~~
Both front mechs. were of the braze-on type. Note that I have filed the matching, 32mm, tube clamp to give a more relaxed angle. Than the steep seat tube [75°] of my Trykit trike. Without the lowered angle the front cage was tipped up to the horizontal much too far against the chainring. It looked completely ludicrous and spoilt the front gear change.
Whatever I tried I could not get the 4700 to change onto the larger, outer chainring. Raising and lowering the mech provided no improvement. So I am soaking the chain in cleaner during lunch while I decide what to next.

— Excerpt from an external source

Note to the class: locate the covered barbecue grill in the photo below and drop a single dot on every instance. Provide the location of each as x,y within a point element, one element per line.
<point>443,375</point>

It was impossible to see the hidden, limit stop faces on the Shimano FD4700. So I looked again at the Campagnolo Athena 11. This was much easier to examine thanks to its nicely open construction. The Campag build quality totally eclipses the Shimano front mech. The cage is of brushed, stainless steel rather than Shimano's, cheap looking chrome.The absolute limit on outward movement proved not to be the Hi stop screw. It was one of the parallelogram links. This was stopping the cable clamping/activation arm from lowering any further under cable tension.
There was plenty of meat on the cable clamping arm. Not so much on the
link. So I filed a small flat on the arm under the clamping screw bulge
in the casting. I kept extending the mechanism in my hand to be certain I wasn't removing too much material. Nor in the wrong place. Naturally this work would invalidate any guarantee but I have had the Athena for ages. This mechanical mechanism was discontinued in March 2020.
I had to reset the lever to slacken the cable before retensioning to achieve full extension.
Now
I can reliably move the chain onto the outer ring from the middle of
the cassette and on outwards. It is very unlikely I'd want to change to
the outer ring when I am in the lower gears of the cassette. Usually it
is just a case of increasing my speed downhill.